Wir kommen zu der eigentlichen Pointe, die Minogues Konzept der demokratischen Sklavenmentalität bereithält. Die materiellen Zuwendungen scheinen für die vielen Freiheitseinbußen kaum zu entschädigen. Ein ideeller Mehrwert muss her, und zwar das Versprechen, die pluralistisch differenzierte Gesellschaft könnte in die wahre, harmonische Menschheitsgemeinschaft transformiert werden. Die Fiktion, die globale Ungerechtigkeit durch einen einzigen Willensakt abschaffen zu können, macht aus ohnmächtigen Leistungsempfängern »Titanen, die den Himmel stürmen«. (S. 70) Ein gottähnlicher gesellschaftlicher Ehrgeiz tritt an die Stelle persönlicher Tugendhaftigkeit.

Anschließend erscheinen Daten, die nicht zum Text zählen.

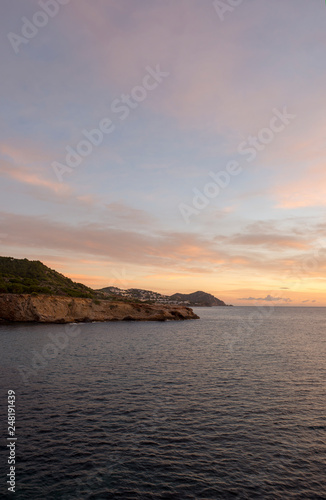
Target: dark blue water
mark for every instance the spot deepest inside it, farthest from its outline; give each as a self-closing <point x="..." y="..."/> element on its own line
<point x="232" y="406"/>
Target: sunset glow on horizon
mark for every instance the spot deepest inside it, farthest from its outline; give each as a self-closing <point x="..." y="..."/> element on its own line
<point x="168" y="146"/>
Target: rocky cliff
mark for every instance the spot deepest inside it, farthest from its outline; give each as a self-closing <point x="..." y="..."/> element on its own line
<point x="57" y="309"/>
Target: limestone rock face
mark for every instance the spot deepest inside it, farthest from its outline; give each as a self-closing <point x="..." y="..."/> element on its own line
<point x="57" y="309"/>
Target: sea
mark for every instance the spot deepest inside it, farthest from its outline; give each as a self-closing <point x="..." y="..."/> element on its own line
<point x="231" y="406"/>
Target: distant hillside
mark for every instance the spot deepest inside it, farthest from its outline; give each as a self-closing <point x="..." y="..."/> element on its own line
<point x="191" y="299"/>
<point x="26" y="276"/>
<point x="198" y="299"/>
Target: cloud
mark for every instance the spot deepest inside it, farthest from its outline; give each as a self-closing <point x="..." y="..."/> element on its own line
<point x="162" y="249"/>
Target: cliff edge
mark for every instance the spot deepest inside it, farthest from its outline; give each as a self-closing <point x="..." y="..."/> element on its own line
<point x="58" y="309"/>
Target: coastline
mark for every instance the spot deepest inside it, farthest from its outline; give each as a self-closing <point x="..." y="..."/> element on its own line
<point x="61" y="309"/>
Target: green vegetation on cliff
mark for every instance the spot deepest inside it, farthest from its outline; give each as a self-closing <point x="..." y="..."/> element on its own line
<point x="26" y="276"/>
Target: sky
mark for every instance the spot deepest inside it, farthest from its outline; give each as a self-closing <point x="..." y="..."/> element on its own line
<point x="170" y="145"/>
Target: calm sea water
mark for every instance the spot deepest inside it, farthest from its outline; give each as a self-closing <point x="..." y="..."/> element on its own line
<point x="232" y="406"/>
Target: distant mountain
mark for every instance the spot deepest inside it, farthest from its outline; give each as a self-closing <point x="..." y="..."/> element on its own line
<point x="31" y="276"/>
<point x="198" y="299"/>
<point x="191" y="299"/>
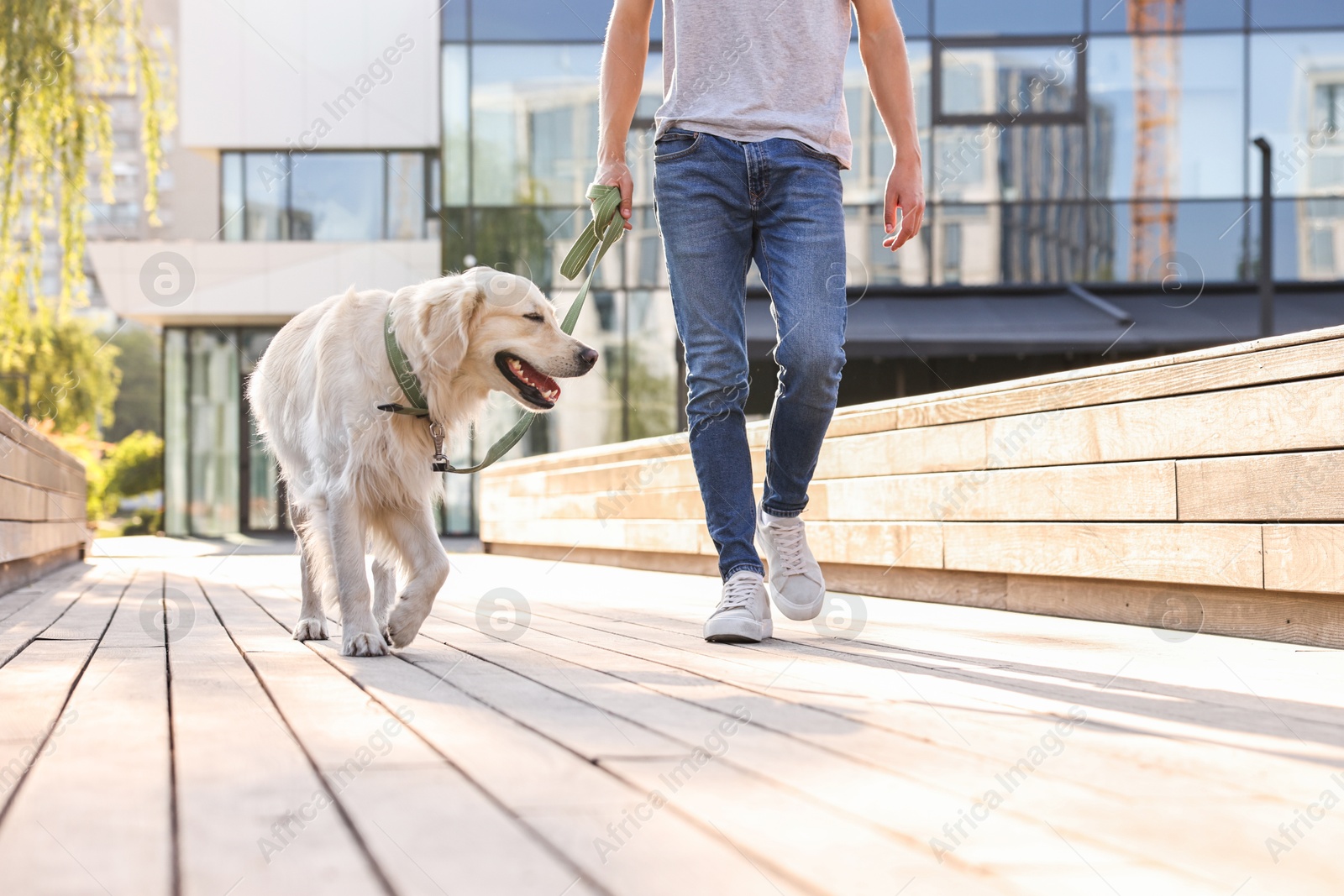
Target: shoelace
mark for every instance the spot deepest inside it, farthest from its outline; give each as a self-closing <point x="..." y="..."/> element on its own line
<point x="738" y="593"/>
<point x="788" y="543"/>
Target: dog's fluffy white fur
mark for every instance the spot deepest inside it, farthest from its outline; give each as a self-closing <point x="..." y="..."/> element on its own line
<point x="358" y="476"/>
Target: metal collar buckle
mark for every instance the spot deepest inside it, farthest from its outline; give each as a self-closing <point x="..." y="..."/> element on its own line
<point x="440" y="464"/>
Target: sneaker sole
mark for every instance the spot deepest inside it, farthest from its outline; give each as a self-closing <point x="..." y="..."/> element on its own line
<point x="793" y="610"/>
<point x="738" y="631"/>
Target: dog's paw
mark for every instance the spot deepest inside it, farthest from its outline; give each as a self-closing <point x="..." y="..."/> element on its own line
<point x="311" y="629"/>
<point x="405" y="622"/>
<point x="365" y="644"/>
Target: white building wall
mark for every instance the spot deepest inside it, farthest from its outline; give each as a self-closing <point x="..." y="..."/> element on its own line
<point x="331" y="74"/>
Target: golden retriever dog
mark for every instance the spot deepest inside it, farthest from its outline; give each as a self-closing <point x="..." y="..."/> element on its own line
<point x="360" y="476"/>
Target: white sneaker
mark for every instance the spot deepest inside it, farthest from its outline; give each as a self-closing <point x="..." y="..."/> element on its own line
<point x="797" y="586"/>
<point x="743" y="611"/>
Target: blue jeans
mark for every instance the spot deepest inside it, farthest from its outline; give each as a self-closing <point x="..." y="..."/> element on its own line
<point x="722" y="204"/>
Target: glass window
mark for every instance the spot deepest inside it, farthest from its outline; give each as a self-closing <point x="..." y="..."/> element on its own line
<point x="534" y="112"/>
<point x="1297" y="13"/>
<point x="999" y="18"/>
<point x="1195" y="241"/>
<point x="1018" y="163"/>
<point x="914" y="16"/>
<point x="262" y="470"/>
<point x="1297" y="89"/>
<point x="407" y="199"/>
<point x="452" y="20"/>
<point x="232" y="195"/>
<point x="328" y="195"/>
<point x="1008" y="82"/>
<point x="336" y="196"/>
<point x="1195" y="15"/>
<point x="1308" y="239"/>
<point x="213" y="432"/>
<point x="268" y="196"/>
<point x="1191" y="98"/>
<point x="457" y="112"/>
<point x="175" y="432"/>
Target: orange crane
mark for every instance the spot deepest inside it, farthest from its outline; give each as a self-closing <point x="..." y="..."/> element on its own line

Das Politisch-Moralische will die scheinbar unerträgliche Ambivalenz des Lebens verabschieden: »Die Individualisten der [alten] moralischen Lebensführung (…)  taten sowohl Gutes wie Böses. Der Traum der politisch-moralischen Welt besteht darin, daß die moderne Rationalität diese Dualität überwinden wird.« (S. 356) Das ist der gnostische Traum von Süchtigen, die die Welt retten. Wenn sie es wirklich ernst meinen und so weitermachen wie bisher, werden sie, so fürchtet Minogue, eines Tages feststellen, dass sich die Menschheit als ungeeignet für ihr Projekt erwiesen habe.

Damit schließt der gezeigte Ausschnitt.